You advice looks like some all parents could do well to follow.

Melissa said...

Von, that's a sobering thought in some ways. I just might be choking on my own words one day soon, eh? (*smilewink*)

Linda said...

"a place where all adoptive parents, adoptees, and first moms know they feel safe to air their opinions, regardless of differences. It is a group of women joined, somehow, by adoption."

As long as you are touting the party line......

God help them if one of their kids grows up to be a lot like me! Bwahahahaha! And you know what? Some will.

Your post was great!

Reena said...

I'm not so sure about the "place to feel safe regardless of differences," part.

I agree that is seems like anyone who doesn't spout the traditional "adoption is completely wonderful," gets hit pretty hard.

Recently there was< I thought, a very interesting article on the site written by a First Mom-- the moon has testicles or something like that.

I felt that most of the aparents who commented were very closed minded, condescending, and downright mean. I felt this way as an aparent, I can only guess that adoptees and other first moms were even more enraged.

I felt so horrible for the author-- I tried to post to her blog, but she closed her blog-- I am guessing in response to all the ugliness she was expereincing from others who were not willing to even try and look at what she wrote from her perspective.

There have been a few other such incidences at that site that has really made me feel it isn't worth my time to read it.

If you are going to start writing though, I will check it out.

Also, Melissa, I can only hope that my daughters grow up to be as articulate and open to communicating as you are.

Melissa said...

Linda & Reena, I have noticed what you both have observed/experienced (discussions can get pretty heated), which in some ways makes me all the more eager to contribute.

On the other hand, though, I have encountered AP's who have changed over time, who have opened their minds & hearts to listen, and that's my hope--that with time, perhaps some will be brave enough and humble enough to consider our different experiences and perspectives as valid and valuable.

Even if only one AP makes a shift, then I'll consider it worth it.

Liv said...

I was interested in the post you were talking about, Reena, so I looked it up. Here it is:

http://www.growninmyheart.com/the-man-in-the-moon-has-no-testicles

This post obviously hit a nerve for many folks. I haven't gotten through all the comments, but it seems that these are exactly the conversations we need to have, though I do wish people would be able to respond in a way that would keep the conversation open and ongoing as opposed to attacking.

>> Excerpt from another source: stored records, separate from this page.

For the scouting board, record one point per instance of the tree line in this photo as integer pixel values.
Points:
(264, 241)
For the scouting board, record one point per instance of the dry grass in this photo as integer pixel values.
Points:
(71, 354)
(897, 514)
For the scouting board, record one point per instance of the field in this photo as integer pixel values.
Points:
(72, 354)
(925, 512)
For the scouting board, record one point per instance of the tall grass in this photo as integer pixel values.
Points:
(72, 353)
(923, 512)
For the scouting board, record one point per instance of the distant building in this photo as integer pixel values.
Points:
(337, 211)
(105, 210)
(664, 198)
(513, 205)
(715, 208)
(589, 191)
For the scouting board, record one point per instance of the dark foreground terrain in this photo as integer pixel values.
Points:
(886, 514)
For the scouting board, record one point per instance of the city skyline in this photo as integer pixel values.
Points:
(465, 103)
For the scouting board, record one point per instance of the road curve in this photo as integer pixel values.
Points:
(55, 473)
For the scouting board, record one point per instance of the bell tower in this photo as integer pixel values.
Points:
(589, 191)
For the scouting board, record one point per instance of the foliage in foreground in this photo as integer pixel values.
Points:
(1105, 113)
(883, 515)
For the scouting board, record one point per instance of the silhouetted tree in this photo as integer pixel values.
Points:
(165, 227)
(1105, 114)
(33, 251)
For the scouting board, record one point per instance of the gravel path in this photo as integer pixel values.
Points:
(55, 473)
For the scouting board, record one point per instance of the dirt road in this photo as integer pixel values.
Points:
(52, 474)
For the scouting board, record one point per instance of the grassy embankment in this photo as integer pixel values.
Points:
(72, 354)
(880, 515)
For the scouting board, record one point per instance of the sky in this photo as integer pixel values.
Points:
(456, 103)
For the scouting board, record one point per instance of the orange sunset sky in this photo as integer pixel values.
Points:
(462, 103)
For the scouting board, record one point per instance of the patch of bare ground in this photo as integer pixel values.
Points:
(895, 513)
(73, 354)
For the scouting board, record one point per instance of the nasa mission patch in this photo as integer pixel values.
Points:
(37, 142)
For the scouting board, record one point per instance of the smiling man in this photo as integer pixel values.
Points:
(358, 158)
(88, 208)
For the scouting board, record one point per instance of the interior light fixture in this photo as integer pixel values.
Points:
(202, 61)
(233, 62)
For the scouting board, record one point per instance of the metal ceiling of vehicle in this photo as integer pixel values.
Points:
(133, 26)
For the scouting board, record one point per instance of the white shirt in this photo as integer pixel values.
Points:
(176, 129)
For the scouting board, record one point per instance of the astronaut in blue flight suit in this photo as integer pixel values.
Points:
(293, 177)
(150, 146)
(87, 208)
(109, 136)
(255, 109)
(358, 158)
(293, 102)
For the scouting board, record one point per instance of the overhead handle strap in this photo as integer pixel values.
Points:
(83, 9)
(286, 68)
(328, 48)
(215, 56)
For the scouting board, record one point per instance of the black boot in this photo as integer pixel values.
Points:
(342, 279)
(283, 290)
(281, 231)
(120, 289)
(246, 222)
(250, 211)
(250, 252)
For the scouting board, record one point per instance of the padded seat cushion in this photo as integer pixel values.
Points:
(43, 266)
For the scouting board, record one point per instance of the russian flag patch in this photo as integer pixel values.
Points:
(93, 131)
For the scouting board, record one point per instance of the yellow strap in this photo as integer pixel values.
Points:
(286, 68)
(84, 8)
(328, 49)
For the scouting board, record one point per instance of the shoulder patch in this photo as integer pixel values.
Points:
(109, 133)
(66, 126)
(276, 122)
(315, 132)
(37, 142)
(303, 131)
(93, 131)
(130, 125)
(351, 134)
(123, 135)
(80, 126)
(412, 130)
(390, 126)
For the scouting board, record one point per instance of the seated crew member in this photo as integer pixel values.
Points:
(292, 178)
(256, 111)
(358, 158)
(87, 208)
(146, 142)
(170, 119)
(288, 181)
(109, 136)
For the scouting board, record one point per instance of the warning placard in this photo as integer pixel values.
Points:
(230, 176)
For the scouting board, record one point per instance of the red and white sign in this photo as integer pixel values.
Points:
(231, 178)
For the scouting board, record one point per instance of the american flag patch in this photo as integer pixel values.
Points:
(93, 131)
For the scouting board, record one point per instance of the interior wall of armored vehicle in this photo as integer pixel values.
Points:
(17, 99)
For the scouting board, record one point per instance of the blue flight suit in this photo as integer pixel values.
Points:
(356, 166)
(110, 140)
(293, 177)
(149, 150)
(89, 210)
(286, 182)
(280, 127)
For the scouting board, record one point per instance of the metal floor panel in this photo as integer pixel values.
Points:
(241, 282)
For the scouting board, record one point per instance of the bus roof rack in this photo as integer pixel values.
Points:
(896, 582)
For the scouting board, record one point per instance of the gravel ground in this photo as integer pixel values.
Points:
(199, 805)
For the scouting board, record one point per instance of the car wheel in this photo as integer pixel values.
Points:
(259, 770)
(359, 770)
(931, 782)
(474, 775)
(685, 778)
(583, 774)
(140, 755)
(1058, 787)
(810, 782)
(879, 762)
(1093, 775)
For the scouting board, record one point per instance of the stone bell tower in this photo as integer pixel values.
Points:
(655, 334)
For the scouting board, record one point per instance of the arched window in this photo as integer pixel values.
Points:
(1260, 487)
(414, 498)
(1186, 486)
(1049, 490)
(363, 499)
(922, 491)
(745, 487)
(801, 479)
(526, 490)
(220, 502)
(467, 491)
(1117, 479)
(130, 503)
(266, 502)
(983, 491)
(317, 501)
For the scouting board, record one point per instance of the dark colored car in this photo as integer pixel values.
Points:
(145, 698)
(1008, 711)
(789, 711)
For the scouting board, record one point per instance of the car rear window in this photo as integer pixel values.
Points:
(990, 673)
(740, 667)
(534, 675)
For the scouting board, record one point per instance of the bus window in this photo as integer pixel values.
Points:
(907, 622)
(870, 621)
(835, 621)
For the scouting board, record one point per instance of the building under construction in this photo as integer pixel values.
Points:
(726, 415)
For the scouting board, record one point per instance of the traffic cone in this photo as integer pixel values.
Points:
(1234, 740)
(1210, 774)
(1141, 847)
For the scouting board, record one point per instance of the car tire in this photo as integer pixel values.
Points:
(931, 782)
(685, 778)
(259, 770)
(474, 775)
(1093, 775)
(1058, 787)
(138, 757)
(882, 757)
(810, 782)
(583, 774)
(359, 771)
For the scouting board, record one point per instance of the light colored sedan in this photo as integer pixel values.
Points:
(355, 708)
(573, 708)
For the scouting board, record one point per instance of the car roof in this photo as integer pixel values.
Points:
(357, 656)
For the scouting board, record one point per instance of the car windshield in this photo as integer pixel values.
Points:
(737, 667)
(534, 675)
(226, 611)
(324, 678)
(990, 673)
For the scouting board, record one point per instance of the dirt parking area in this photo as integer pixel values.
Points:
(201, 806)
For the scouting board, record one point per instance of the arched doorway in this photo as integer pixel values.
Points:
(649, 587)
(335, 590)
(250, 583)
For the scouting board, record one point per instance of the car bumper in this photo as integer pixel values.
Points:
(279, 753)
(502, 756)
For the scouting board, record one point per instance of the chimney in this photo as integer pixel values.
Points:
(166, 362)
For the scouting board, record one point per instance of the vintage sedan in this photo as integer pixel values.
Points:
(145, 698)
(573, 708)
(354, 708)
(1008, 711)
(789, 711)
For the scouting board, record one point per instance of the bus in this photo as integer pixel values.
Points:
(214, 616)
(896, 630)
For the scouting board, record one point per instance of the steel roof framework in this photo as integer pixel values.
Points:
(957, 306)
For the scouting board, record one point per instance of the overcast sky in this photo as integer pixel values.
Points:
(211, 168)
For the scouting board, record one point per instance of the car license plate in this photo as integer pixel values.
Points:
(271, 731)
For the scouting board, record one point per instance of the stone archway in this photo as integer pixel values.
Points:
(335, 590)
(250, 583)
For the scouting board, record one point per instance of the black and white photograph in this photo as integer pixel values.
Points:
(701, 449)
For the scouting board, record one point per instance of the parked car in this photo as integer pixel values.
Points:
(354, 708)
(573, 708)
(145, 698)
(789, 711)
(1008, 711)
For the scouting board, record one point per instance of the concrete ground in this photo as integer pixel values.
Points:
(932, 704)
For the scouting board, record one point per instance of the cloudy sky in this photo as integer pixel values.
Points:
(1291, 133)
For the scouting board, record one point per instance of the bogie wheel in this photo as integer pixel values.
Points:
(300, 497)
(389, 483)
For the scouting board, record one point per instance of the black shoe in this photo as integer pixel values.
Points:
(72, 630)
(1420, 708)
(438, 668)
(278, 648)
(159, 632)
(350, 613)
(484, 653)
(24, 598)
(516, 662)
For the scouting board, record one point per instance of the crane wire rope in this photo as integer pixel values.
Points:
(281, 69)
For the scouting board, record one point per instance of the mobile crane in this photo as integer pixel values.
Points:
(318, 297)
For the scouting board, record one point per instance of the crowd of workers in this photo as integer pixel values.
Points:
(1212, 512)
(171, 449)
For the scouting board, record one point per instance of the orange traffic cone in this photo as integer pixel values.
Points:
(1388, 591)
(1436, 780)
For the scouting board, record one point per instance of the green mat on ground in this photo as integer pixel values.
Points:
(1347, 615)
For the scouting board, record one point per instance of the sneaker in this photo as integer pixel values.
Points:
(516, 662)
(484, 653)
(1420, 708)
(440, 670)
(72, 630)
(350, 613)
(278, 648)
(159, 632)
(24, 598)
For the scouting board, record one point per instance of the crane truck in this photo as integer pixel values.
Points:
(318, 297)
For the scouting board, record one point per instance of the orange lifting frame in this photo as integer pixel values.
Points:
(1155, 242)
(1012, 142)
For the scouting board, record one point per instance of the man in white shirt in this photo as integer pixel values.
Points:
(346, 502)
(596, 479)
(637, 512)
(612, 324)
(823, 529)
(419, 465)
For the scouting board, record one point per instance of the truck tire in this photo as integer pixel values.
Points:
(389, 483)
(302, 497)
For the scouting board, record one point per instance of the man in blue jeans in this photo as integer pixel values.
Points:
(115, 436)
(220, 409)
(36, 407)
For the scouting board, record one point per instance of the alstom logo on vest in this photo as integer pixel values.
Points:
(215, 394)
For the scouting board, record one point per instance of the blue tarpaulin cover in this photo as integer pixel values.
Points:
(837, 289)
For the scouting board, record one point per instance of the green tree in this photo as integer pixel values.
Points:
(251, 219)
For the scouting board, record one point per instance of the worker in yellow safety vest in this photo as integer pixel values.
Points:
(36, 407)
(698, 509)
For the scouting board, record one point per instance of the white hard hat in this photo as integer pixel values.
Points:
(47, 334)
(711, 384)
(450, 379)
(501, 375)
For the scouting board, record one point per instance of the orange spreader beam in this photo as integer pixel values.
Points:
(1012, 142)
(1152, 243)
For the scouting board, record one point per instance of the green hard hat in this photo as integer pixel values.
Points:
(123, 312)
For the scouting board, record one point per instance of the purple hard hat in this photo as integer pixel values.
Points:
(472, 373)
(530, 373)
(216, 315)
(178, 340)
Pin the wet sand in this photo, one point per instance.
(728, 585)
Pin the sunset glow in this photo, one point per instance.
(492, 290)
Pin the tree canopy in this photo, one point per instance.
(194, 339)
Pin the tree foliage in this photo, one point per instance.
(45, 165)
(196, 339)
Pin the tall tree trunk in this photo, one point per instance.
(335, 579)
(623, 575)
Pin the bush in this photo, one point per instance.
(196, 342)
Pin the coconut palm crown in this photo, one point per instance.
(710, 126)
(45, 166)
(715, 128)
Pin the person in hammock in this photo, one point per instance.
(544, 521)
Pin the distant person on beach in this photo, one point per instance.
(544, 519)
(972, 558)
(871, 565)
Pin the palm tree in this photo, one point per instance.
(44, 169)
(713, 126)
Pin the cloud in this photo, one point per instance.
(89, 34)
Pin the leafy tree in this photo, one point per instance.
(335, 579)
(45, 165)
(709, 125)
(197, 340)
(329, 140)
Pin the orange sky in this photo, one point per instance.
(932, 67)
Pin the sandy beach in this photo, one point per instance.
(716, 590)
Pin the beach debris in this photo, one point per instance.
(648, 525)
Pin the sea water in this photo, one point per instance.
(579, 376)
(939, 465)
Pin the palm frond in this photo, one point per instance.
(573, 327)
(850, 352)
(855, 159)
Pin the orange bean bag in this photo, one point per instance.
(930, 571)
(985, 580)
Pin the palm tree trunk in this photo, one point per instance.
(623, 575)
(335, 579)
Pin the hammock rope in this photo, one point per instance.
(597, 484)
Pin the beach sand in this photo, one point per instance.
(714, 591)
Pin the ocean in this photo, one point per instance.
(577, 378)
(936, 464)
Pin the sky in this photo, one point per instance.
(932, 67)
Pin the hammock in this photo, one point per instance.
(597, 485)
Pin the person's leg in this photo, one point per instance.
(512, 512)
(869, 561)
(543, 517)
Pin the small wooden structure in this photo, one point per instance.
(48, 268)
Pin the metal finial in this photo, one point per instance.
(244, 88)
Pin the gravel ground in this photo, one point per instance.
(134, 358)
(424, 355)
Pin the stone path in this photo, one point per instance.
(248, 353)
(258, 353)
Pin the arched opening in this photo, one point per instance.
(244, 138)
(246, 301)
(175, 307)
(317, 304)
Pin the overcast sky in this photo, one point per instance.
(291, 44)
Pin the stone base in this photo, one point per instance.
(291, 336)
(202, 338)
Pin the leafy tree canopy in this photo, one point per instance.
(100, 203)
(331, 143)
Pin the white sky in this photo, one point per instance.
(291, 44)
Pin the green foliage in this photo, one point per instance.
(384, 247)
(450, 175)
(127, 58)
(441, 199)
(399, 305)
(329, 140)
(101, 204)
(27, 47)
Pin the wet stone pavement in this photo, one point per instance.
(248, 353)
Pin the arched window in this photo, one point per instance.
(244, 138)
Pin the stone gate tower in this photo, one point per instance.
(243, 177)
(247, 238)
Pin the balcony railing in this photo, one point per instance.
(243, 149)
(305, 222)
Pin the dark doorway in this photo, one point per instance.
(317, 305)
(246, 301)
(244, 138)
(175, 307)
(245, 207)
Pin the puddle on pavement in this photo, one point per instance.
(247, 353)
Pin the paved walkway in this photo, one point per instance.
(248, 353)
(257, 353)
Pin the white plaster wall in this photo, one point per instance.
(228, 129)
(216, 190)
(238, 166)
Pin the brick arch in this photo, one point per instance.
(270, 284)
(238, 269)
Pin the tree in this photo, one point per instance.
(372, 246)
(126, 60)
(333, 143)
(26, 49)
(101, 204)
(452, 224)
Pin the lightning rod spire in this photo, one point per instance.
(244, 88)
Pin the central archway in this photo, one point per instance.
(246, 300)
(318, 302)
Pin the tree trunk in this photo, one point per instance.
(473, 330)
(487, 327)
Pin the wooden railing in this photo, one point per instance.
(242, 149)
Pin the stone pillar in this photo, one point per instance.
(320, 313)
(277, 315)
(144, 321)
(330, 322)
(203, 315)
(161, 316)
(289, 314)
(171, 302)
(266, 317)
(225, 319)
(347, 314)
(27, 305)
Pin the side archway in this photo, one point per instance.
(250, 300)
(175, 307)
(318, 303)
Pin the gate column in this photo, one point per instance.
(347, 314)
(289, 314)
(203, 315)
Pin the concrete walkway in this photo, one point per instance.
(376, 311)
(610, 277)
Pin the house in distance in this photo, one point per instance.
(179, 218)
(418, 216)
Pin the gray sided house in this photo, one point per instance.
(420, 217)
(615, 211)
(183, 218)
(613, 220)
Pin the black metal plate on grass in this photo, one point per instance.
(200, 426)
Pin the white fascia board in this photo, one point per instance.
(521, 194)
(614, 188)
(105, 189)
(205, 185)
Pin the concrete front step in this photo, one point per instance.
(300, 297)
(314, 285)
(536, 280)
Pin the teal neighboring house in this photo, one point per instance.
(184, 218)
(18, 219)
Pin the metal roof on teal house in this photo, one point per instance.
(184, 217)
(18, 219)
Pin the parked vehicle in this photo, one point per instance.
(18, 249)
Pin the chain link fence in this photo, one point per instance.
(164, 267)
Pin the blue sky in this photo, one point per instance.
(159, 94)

"Even if only one AP makes a shift, then I'll consider it worth it."

Melissa, that statement really struck me. I wish there had been bloggers like you available for my parents to read when I was growing up. Thank you for you commitment to speaking openly.

Reena said...

Liv,

I know the post is still up at "Grown in My Heart." I was referring to the author's actual blog from which that article came. The author had a blog and it is no longer available-- I can only guess that some AP went to her personal blog from the GIMH article and continued to post ugliness there.

Disagreeing-- is one thing. Disagreeing in a mean and deliberately hurtful way is something else entirely. I don't understand what people think they will accomplish.

They should also realize that meanspiritedness says a lot more about the person who is being that way than about the person or topic to which they are directing their meanspiritedness.


Melissa, "Even if only one AP makes a shift, then I'll consider it worth it."

A courageous beautiful spirit and heart.

Melissa said...

Liv & Reena,

"Disagreeing-- is one thing. Disagreeing in a mean and deliberately hurtful way is something else entirely. I don't understand what people think they will accomplish."

Exactly, Reena!

We know disagreements are inevitable, but as you so succinctly and precisely stated above, being deliberately hurtful and mean accomplishes nothing.

Yoli said...

Just read the Man in the Moon has No Testicles. How sad the way this woman was attacked. Some of the comments just raised my blood pressure.

Melissa, I read that site only for Raina's writing, now I will go back again because you will be writing for them.